I hear you ask: "Why don't you just take all your own dirty Vegas money and make your own Penn Bad Guy movie? Well, I did that with my last two movies: "The Aristocrats" about dirty jokes, and "Tim's Vermeer" about my buddy painting a Vermeer in a warehouse in Texas. There were no investors, there was no studio, there was no crowd-funding - we just made those movies with our own money. By "our own money," I mean money people gave us for doing our Penn & Teller magic show in Vegas. We paid for these projects with money we got from people paying for our last projects. That's a fine way to do it. "The Aristocrats" did well and "Tim's Vermeer" looks like it's going to do very well, but my money is still tied up in that. I don't have enough of my own money to make "Director's Cut" right now. It'll cost more than a documentary. I can't afford to do it by myself. Audiences paid for "The Penn & Teller Show" and "The Aristocrats" and "Tim's Vermeer," they just did it after the fact. Crowd-funding doesn't change who pays for a project, it just changes when they pay. It gives them the power of gatekeeping.

As I was writing and re-writing and re-writing "Director's Cut," I was getting interested in crowd-funding. I would throw a few bucks here and there into projects and I'd get really excited about them. I would have some emotion tied to other people's ideas and dreams and I enjoyed that. I liked having a little tiny bit of ownership, a little skin in someone else's game. I would get excited when my rewards came in the mail - like getting a special decoder ring from my secret inventor's club. I liked being a crowd-funder.

I loved the way "Blair Witch" used the emerging Web not just to sell their movie, but as part of the movie's experience. "Blair Witch" didn't just happened in the theater, it happened on the Web. The idea behind "Director's Cut" is a psychopath, a bad guy . . . me - uses modern technology to highjack filmmaking for his own sick, violent, sexual ends. It was about stealing fantasy and real power from Hollywood. It's the democratization of art gone bad. "Director's Cut" is about mash-ups and intellectual property. It's about that end run around the gatekeepers that crowd-funding promises.

"Director's Cut" has a movie within the movie, but that's not enough for me. I want the "Director's Cut" experience to bleed right into the crowd-funding. I want the ideas of the movie to start during the crowd-funding. I want that decoder ring t-shirt club to be part of the horror.

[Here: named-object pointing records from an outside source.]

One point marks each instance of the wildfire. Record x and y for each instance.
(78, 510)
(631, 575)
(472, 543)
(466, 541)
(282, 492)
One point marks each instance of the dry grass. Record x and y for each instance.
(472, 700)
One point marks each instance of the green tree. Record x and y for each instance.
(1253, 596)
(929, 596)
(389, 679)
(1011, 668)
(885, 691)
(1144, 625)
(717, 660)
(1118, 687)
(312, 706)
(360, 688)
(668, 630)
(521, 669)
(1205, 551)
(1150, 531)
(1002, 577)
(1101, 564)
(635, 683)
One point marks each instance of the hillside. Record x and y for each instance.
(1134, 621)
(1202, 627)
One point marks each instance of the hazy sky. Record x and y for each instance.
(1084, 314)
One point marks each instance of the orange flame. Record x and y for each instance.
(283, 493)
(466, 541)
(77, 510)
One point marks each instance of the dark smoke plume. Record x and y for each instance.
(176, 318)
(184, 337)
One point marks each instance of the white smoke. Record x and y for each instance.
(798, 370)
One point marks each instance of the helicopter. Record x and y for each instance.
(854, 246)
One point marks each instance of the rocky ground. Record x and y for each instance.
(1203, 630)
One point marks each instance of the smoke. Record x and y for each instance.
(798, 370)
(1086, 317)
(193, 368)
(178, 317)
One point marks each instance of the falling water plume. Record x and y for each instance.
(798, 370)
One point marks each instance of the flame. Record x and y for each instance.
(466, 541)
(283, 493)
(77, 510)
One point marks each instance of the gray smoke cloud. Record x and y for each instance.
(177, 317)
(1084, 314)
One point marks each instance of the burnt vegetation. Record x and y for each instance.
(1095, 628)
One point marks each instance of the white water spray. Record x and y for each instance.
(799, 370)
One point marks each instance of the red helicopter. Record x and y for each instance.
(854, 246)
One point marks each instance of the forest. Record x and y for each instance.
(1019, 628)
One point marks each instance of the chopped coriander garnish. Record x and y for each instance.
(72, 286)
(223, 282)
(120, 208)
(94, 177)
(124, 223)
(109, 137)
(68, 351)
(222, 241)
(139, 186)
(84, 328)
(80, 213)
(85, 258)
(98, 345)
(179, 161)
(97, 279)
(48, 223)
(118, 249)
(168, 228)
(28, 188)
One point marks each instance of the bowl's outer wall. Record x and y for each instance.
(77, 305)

We're going to make "Director's Cut" no matter how much money we end up getting from FundAnything.com. The more money we raise, the more car chases we'll have in the movie and the bigger star we'll have in the lead, but Adam Rifkin and I will make "Director's Cut" even with just the money we've made so far. We have to. We promised. We'll give people who have contributed all the great rewards and great experiences they paid for. That's a done deal. But the crowd-funding must also be part of the art, part of the experience. "Director's Cut" has already started. I want to take the meta that's built into "Director's Cut" and add some crowd-funding meta on your ass. Being part of making this movie is being part of the movie and that's the idea of the movie. Get it? You will. Oh, you will. With crowd-funding the movie is happening now, and for a few bucks - you're in it, you're part of it. How creepy and groovy is that?

I talked to a bunch of my friends and asked them to do videos about me becoming a bad guy. I told them to do whatever they wanted, either celebrating, or lamenting me becoming a bad guy. My friends really came through, and we're going to be posting the videos here. I hope you like them; they make me laugh my evil ass off.

I think I'm going to like being a bad guy . . . so, fuck you.